Category Archives: Japan

Yoshino River

The Yoshino River is one of the three great rivers of Japan. Located on Shikoku Island, it is nicknamed “Shikoku Saburo,” Sabaro being a popular first name for a third son. The photo shows the wide sweep of the Yoshino near its outlet in the ocean near Tokushima. The landscape is actually much more built up than it seems in this image—typical of Japan, most flat areas such as the lower Yoshino Valley are heavily populated.

Yoshina River © Harold Davis

Yoshina River © Harold Davis

Exposure data: 28mm, circular polarizer, 1/500 of a second at f/8 and ISO 200; hand held, processed in Adobe Camera Raw and Photoshop, and converted to black and white using the “Ansel in the Valley” preset in Perfect B&W.

Views of Japan

Hokusai, the famous Japanese woodblock print artist of the Edo period, created many views of Japan that included Mt Fuji, but the one shown here was probably not in his contemplation as they didn’t have air travel back then. I made the photo on an internal Japanese flight from Tokushima on Shikkoku Island to Haneda Airport near Tokyo.

View of Mt Fuji © Harold Davis

View of Mt Fuji © Harold Davis

For my own homage to Hokusai in the context of San Francisco, check out my book 100 Views of the Golden Gate.

As part of a chapter in the new book I am working on, related to black and white photography, I’ve been looking through my photography of Japan. These are some of the iPhone photos I’ve found, mostly of subject matter that I also photographed with conventional, high resolution cameras.

Misty Mountains © Harold Davis

Misty Mountains © Harold Davis

For example, the view of misty mountains long the Kumano Kodo pilgrimage on the Kii peninsula shown above can be seen more extensively in Distant Japanese Landscape.

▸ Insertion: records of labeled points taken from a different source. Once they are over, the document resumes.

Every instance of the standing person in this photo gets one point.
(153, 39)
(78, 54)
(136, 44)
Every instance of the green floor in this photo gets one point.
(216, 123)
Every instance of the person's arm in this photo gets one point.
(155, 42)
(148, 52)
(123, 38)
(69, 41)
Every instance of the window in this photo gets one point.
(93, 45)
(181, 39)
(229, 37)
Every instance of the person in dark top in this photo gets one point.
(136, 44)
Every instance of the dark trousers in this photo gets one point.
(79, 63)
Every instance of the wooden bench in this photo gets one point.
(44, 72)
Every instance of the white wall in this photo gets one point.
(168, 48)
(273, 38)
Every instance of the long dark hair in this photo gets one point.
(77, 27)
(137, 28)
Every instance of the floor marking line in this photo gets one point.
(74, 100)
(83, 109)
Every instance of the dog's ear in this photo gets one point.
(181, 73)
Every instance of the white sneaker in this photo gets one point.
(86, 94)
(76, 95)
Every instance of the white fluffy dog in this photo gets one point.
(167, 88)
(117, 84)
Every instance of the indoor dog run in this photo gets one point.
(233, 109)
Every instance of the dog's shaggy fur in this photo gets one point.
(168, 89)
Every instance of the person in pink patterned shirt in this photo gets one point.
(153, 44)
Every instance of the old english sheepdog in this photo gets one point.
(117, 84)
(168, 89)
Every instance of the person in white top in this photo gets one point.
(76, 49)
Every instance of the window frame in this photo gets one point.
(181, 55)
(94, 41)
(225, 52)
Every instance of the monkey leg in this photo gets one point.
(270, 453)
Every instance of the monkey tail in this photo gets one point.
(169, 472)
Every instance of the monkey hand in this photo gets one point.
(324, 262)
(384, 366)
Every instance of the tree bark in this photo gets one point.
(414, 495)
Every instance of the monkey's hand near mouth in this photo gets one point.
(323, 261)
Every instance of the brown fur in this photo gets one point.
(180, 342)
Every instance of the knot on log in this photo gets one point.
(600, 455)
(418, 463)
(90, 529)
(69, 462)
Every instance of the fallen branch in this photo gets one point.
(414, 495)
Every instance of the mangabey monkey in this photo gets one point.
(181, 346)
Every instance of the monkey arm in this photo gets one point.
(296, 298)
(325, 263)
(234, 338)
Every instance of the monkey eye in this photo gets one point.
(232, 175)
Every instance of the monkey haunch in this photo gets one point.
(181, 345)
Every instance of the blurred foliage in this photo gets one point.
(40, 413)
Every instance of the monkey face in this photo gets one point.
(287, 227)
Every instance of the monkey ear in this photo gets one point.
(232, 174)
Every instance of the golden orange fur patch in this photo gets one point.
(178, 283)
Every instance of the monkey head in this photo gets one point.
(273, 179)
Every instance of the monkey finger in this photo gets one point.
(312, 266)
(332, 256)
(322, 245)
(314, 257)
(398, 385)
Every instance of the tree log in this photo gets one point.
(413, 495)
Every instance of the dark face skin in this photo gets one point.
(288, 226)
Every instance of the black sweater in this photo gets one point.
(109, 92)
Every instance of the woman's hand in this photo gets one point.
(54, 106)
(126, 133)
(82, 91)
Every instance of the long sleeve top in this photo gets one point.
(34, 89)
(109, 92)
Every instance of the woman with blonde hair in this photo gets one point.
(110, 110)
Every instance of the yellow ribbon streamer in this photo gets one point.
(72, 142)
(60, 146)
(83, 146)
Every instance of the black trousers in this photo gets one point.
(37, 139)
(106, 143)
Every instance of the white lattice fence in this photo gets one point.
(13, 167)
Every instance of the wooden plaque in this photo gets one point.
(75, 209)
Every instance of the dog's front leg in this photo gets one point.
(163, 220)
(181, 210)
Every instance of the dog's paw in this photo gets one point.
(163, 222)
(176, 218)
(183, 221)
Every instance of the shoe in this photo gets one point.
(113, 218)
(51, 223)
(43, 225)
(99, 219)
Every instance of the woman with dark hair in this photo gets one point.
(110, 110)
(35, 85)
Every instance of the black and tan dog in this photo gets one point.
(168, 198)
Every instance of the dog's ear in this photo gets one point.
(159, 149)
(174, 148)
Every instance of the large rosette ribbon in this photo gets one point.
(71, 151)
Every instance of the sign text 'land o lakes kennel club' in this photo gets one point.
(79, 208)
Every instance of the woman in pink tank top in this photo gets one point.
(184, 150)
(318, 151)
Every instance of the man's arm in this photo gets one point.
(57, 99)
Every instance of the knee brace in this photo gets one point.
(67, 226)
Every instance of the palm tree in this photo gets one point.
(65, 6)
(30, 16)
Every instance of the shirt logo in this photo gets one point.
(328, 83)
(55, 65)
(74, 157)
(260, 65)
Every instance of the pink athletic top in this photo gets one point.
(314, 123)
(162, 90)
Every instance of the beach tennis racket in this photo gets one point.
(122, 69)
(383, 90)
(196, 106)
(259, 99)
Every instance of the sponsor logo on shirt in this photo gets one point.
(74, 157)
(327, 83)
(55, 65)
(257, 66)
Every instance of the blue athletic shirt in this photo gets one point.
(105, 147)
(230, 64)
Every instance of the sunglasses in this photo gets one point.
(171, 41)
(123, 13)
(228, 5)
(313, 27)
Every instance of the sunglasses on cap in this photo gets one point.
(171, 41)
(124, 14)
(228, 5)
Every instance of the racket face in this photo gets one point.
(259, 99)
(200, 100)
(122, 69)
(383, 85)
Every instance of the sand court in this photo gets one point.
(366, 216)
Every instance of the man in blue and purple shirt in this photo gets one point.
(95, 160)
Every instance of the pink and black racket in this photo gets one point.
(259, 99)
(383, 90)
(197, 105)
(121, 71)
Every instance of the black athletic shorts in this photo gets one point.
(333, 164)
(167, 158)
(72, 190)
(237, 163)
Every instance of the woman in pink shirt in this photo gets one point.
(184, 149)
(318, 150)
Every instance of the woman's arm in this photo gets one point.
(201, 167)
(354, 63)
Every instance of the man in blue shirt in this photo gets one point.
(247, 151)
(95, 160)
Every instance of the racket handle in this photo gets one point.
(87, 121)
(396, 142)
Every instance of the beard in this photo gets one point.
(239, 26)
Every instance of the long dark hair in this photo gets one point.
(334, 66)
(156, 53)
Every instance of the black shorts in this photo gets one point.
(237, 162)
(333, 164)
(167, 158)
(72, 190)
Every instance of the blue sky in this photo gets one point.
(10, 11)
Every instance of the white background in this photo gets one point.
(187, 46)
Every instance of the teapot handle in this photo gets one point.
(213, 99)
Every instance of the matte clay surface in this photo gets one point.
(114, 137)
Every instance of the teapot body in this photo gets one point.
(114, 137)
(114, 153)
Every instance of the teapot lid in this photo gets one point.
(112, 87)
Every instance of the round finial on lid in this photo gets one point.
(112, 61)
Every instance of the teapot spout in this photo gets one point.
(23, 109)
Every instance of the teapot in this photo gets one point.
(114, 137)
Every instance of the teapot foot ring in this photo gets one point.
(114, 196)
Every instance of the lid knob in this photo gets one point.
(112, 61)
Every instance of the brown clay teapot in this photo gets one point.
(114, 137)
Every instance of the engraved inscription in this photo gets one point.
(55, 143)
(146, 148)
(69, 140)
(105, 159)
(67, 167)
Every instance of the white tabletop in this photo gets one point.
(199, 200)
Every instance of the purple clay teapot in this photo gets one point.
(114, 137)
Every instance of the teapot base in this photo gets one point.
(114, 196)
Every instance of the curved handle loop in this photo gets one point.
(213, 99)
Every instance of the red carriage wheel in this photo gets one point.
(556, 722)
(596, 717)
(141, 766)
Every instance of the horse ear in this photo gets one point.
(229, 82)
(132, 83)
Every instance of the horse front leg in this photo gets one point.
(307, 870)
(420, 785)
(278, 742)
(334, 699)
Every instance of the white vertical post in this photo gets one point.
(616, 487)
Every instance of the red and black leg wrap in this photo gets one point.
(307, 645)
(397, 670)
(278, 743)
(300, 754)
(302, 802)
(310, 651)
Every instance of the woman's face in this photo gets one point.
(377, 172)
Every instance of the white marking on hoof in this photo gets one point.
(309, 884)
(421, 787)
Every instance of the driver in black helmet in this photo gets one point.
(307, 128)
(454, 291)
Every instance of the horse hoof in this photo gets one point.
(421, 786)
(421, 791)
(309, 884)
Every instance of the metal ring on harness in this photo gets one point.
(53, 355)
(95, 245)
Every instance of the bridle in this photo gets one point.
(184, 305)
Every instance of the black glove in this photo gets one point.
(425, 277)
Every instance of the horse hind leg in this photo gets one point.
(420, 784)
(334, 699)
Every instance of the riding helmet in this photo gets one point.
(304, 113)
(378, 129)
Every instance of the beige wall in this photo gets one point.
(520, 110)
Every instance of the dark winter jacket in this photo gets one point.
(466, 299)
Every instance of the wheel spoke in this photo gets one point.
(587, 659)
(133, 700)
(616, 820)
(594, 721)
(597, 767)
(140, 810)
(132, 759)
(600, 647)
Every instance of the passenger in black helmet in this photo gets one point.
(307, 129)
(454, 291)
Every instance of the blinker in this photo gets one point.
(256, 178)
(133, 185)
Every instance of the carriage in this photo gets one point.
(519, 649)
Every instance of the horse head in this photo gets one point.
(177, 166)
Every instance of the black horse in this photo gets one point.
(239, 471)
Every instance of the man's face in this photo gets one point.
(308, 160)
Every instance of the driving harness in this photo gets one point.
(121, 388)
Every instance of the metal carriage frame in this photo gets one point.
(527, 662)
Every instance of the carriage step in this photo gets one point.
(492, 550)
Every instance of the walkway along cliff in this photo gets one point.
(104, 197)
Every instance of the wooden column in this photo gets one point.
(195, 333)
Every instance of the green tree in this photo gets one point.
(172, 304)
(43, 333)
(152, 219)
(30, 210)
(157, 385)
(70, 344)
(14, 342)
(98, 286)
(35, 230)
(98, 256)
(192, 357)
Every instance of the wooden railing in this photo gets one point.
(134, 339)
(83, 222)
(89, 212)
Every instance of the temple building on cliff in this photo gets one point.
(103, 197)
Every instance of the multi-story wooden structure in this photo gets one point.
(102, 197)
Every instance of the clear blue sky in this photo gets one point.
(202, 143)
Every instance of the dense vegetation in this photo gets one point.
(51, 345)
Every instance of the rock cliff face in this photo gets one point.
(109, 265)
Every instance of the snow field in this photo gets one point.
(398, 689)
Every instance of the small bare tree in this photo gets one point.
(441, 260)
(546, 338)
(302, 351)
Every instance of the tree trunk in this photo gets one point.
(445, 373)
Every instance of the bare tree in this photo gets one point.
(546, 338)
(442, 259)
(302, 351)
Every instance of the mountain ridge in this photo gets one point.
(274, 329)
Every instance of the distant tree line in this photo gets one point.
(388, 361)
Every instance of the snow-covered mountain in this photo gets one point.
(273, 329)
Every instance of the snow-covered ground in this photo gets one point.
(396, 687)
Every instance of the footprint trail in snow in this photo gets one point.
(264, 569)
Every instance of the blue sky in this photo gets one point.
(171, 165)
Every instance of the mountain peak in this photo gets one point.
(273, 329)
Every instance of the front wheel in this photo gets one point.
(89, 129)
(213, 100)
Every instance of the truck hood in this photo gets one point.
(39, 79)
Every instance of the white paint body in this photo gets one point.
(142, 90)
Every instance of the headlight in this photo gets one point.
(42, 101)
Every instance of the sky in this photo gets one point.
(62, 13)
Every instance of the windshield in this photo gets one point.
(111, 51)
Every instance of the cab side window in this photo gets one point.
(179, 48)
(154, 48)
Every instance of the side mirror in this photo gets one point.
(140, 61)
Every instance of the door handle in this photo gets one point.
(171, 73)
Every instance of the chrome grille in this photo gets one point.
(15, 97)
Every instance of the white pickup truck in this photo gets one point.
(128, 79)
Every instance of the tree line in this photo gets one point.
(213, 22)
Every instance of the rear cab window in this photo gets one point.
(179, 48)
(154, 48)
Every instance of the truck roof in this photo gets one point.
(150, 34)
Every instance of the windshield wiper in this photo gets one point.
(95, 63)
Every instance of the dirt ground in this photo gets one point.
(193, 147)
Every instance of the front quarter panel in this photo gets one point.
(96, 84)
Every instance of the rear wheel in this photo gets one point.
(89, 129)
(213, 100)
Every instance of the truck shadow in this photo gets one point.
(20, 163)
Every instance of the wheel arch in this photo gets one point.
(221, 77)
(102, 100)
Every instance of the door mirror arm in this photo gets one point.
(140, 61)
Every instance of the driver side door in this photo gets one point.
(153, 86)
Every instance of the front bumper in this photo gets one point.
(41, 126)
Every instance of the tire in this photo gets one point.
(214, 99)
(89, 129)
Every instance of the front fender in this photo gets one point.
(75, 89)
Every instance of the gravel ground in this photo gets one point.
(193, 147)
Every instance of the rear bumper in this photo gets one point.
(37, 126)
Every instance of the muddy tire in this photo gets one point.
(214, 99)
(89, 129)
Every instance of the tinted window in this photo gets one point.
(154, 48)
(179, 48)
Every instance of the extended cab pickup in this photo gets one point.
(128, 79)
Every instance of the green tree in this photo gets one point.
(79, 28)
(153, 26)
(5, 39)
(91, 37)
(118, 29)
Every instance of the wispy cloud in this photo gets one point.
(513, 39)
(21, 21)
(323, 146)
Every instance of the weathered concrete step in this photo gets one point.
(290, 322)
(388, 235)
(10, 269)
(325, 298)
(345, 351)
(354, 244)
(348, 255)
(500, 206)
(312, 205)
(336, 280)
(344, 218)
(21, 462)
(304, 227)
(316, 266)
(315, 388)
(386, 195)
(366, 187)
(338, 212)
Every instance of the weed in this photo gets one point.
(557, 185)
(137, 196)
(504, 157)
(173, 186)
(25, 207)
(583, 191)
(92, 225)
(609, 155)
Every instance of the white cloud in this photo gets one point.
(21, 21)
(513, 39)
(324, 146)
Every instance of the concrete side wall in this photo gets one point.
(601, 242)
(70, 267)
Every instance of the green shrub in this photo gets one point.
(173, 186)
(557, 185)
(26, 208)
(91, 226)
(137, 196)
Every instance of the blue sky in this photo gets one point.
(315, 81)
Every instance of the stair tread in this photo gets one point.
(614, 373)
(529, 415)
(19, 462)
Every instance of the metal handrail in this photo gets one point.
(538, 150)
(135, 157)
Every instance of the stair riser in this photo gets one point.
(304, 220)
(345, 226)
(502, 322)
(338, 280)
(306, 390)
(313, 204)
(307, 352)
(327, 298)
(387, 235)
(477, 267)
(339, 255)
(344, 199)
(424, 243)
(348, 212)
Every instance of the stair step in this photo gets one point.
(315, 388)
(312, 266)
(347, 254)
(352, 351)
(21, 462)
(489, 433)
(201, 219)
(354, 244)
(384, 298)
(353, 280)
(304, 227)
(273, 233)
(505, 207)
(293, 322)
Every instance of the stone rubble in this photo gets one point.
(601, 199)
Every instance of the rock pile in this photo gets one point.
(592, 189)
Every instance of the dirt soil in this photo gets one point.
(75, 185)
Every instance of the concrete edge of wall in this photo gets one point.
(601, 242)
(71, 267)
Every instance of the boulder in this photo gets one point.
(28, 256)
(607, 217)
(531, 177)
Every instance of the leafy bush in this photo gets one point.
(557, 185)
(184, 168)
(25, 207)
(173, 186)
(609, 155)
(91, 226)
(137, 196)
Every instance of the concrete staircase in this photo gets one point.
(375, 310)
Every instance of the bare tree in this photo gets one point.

The somewhat bleak courtyard shown next is in Koya-san, where I stayed for a couple of rainy autumn days as a guest in a monastery.

Autumn in Japan © Harold Davis

Autumn in Japan © Harold Davis

If you’ve ever visited Japan’s ancient imperial capital of Nara, you’ll know that the deer of Nara are a big touristic deal—which is why they are portrayed in the attractive design on the manhole cover that I found on a Nara side street.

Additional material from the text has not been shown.